Netflix, and anime in general, hasn’t exactly had a great track record when it comes to live action adaptations. I’m looking at you Full Metal Alchemist and Death Note. When you have 15-year-old high school boys who look 30, and 50-year-old women who look 8, some things just don’t translate well into the IRL medium. So when it was announced that the beloved Cowboy Bebop would receive the remake treatment, all eyes were deservedly on Netflix. And with them diving into the deep end of live action anime, Cowboy Bebop could become the Iron Man for their service. Or to could end up being their Batman V Superman. So where does it end up?

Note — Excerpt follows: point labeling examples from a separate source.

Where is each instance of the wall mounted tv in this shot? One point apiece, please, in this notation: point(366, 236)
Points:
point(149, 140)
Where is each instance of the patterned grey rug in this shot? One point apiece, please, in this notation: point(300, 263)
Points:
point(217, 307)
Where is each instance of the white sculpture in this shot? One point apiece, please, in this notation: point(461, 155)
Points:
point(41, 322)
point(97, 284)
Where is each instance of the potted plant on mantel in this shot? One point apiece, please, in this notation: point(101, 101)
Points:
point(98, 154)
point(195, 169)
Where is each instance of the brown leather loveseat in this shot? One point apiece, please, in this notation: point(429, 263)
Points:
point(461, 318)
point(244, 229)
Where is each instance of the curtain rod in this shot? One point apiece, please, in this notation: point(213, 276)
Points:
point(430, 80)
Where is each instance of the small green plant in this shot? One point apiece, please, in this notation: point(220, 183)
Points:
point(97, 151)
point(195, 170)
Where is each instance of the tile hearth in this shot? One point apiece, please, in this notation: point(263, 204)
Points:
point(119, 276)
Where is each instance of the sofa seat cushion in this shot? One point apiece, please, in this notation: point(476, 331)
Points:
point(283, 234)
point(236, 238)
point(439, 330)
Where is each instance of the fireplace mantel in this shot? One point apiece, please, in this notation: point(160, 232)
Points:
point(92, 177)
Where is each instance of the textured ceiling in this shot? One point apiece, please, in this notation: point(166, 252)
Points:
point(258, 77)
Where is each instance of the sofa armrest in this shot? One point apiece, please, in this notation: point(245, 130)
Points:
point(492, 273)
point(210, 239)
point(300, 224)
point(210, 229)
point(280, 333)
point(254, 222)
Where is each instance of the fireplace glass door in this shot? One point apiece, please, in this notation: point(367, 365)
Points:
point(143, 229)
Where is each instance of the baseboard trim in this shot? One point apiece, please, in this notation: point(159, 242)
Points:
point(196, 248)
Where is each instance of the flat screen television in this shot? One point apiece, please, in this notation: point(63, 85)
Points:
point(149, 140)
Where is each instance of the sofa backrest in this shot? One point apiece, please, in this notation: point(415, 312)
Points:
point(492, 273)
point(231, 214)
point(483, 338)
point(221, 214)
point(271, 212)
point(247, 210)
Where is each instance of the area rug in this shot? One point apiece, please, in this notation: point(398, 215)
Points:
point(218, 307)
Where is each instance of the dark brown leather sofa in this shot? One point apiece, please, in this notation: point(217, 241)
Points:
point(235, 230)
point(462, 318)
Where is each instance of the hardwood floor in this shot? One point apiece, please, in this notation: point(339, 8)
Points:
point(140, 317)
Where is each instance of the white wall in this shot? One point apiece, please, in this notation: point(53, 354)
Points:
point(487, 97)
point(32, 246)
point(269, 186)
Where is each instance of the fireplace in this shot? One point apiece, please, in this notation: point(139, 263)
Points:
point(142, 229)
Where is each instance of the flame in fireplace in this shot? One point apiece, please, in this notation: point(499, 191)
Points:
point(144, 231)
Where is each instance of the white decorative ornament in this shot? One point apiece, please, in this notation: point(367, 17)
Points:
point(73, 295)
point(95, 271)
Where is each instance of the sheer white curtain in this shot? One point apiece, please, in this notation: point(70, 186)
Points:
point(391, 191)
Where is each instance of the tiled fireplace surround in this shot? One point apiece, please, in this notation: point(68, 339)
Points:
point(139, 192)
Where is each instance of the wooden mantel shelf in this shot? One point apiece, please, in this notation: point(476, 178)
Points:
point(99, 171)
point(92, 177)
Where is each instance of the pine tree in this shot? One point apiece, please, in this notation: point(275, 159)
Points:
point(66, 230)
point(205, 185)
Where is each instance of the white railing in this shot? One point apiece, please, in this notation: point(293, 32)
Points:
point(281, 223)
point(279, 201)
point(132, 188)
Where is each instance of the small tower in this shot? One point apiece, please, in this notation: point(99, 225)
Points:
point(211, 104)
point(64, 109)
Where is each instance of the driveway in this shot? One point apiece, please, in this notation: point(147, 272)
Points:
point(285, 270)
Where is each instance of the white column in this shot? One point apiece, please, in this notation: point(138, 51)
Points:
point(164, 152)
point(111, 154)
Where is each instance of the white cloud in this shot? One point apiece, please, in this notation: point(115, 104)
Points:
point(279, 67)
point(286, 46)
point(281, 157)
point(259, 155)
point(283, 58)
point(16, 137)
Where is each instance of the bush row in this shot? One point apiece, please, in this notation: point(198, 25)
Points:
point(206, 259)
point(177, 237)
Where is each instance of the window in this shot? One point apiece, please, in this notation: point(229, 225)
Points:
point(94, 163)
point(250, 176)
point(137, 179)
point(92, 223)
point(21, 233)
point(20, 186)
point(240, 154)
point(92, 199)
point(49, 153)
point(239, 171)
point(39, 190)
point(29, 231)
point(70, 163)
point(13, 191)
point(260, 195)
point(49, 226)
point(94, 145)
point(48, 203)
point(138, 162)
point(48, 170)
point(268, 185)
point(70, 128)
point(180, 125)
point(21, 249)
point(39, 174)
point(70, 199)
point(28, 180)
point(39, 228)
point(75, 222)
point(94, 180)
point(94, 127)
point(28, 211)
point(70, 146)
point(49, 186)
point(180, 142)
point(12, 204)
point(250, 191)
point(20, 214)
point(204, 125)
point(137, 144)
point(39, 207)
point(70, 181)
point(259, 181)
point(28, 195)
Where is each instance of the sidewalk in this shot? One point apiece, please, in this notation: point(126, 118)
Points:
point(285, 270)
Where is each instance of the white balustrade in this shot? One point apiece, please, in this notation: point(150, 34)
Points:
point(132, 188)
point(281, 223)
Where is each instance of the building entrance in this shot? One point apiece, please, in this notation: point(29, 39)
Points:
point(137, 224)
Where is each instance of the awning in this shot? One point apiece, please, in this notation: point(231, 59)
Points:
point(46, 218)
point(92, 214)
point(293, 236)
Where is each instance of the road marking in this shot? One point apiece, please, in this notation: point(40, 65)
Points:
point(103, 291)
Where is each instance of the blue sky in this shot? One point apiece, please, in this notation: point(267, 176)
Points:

Well, it’s solid, one of the better made live action adaptation, for whatever that’s worth, with the bar already extremely low… but just not quite there yet.
Special: Bell Peppers and Beef
The original Cowboy Bebop was this strange mishmash of a science fiction noir kung-fu western exploitation show that on paper really shouldn’t have worked. However, most would agree that this is one of the greatest animes made to date. From the get-go, it was going to be an uphill battle to satisfy the fanbase of this juggernaut. The biggest thing that sets this apart from a lot of other adaptation is that, for better or worse, it fully embraces the tone of what the original is.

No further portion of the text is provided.